Orthodontic Treatment Consumers: Demographics
Orthodontic treatment consumers in the US tend to be young women from high income families. This information has been entered into row 2 of the "Demographics" spreadsheet tab.
- Almost 60% of Americans who go for orthodontic treatments are from high-income families.
- The majority of orthodontic treatment consumers are 12-15 years old.
- Seeing as the majority of orthodontic treatment consumers are 12-15 years old, their education level is most likely high school.
- A lot of orthodontic treatment consumers are women.

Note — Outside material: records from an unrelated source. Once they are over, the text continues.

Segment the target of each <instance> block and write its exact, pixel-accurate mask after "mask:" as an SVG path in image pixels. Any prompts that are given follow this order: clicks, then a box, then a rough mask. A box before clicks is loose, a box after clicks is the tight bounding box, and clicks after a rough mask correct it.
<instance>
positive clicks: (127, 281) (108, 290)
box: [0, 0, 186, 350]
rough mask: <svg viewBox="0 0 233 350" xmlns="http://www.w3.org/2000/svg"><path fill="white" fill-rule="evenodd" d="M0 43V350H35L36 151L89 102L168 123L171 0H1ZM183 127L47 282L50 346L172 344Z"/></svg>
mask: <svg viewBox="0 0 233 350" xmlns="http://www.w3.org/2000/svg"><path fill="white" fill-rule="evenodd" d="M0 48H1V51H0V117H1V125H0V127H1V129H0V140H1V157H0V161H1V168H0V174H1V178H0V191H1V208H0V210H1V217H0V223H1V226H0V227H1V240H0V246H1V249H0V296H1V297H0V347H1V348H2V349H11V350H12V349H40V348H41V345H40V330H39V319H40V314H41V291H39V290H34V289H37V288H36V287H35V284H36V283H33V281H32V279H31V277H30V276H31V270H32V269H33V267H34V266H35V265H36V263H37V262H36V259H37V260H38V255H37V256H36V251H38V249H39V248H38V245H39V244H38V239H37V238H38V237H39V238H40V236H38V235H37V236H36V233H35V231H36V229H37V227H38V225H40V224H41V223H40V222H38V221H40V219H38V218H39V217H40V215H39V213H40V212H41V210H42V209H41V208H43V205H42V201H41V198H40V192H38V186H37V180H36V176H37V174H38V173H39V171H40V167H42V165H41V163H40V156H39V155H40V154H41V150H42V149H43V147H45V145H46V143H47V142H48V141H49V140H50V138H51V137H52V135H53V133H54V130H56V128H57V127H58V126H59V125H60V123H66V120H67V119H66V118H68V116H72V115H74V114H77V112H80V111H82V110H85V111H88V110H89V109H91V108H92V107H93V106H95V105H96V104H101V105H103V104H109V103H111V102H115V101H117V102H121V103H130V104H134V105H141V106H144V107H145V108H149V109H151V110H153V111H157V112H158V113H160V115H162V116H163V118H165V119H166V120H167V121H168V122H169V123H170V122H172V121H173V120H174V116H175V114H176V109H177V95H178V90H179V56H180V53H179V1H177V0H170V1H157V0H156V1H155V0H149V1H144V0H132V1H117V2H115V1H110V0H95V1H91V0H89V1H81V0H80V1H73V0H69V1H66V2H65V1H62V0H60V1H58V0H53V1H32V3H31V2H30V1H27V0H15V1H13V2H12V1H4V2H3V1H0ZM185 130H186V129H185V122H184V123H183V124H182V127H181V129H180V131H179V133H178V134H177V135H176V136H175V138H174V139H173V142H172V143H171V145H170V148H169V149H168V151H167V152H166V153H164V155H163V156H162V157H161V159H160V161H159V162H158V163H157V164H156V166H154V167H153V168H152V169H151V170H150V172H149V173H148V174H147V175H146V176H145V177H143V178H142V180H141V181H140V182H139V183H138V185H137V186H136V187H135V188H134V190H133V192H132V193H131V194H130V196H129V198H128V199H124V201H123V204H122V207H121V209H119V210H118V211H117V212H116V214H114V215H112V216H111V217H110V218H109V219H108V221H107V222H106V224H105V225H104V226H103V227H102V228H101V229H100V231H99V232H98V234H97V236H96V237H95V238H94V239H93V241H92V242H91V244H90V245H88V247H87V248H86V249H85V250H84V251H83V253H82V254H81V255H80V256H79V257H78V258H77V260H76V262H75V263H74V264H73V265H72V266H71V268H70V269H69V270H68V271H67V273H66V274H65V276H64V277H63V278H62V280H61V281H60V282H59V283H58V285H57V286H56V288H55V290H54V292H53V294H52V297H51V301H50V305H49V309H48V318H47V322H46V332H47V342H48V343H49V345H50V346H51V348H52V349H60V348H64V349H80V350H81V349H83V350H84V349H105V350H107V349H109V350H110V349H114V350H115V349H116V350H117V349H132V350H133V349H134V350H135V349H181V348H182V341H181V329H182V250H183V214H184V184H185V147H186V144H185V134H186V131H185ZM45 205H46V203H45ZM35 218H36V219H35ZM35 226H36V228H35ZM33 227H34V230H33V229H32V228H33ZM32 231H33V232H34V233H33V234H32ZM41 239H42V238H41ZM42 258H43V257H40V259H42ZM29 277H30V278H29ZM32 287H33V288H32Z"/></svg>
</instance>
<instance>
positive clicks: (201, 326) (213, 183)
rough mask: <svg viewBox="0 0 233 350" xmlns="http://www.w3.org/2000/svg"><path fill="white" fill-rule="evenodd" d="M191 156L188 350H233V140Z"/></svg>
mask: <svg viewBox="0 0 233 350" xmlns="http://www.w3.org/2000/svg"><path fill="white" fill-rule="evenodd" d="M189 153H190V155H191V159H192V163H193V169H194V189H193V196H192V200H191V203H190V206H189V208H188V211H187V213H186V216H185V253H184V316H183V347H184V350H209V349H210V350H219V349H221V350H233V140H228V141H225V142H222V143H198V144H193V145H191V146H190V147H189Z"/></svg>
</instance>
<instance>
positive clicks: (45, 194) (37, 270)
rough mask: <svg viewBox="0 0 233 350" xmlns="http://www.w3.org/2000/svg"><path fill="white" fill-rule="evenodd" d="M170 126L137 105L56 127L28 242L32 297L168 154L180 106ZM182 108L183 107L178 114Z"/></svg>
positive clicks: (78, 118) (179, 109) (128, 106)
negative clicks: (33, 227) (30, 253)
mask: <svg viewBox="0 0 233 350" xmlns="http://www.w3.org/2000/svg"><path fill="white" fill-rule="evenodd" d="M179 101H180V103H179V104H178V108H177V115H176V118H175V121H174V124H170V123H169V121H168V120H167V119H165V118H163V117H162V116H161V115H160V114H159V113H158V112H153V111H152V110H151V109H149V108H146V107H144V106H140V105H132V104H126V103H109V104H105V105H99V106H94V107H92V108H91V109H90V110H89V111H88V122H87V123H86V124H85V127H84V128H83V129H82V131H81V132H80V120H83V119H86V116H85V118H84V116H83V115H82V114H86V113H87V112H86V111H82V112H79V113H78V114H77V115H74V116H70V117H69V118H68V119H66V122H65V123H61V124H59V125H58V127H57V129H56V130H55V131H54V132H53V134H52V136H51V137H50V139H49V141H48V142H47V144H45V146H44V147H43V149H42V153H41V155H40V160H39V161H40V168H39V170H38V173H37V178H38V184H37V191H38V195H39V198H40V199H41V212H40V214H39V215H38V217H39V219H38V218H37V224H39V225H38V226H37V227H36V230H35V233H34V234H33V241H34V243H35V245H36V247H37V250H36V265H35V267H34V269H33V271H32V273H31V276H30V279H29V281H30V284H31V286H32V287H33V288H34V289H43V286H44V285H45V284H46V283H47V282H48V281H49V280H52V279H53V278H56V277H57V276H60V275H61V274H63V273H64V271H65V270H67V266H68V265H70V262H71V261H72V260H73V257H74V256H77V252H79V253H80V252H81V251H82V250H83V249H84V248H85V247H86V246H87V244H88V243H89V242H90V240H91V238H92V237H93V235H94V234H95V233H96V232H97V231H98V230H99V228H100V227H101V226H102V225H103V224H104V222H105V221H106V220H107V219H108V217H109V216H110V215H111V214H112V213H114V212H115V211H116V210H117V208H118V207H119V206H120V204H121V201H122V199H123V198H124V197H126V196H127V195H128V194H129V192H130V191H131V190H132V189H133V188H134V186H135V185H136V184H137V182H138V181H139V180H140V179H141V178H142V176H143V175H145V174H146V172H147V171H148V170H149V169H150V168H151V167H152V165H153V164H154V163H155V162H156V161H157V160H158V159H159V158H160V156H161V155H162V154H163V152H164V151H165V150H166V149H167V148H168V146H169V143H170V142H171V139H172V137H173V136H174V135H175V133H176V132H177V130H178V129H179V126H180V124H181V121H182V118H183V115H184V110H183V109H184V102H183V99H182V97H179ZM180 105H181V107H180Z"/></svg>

In order to identify the age, gender, ethnicity, income level, and education level of orthodontic treatment consumers in the US, we turned to scientific journals and publications like NCBI. There, we found several studies on the demographics of orthodontic treatment consumers in the US. However, these studies were published over five years ago. For more recent data, we examined data published by US associations such as the American Association of Orthodontists. The association offered insight into the demographics of US orthodontists but nothing on people who go to these orthodontists was mentioned.
We proceeded to examine government resources like the Centers for Disease Control and Prevention. Through this strategy, we found the age and gender of people who need and visit orthodontists. Since we still needed to find the ethnicity, income level, and education level of these individuals, we scoured data intelligence platforms like Statista. The only thing we found through this medium was the average number of weekly patient visits per U.S. dentist. As a last resort, we scanned data published by dental and orthodontist companies such as Johnson Elite Orthodontists. These companies provided some statistics on people who get orthodontic treatments but they were outdated. Since the aforementioned resources failed in finding recent data, we leveraged outdated information published in 2010 on the ethnicity, income level, and education level of orthodontic treatment consumers in the US.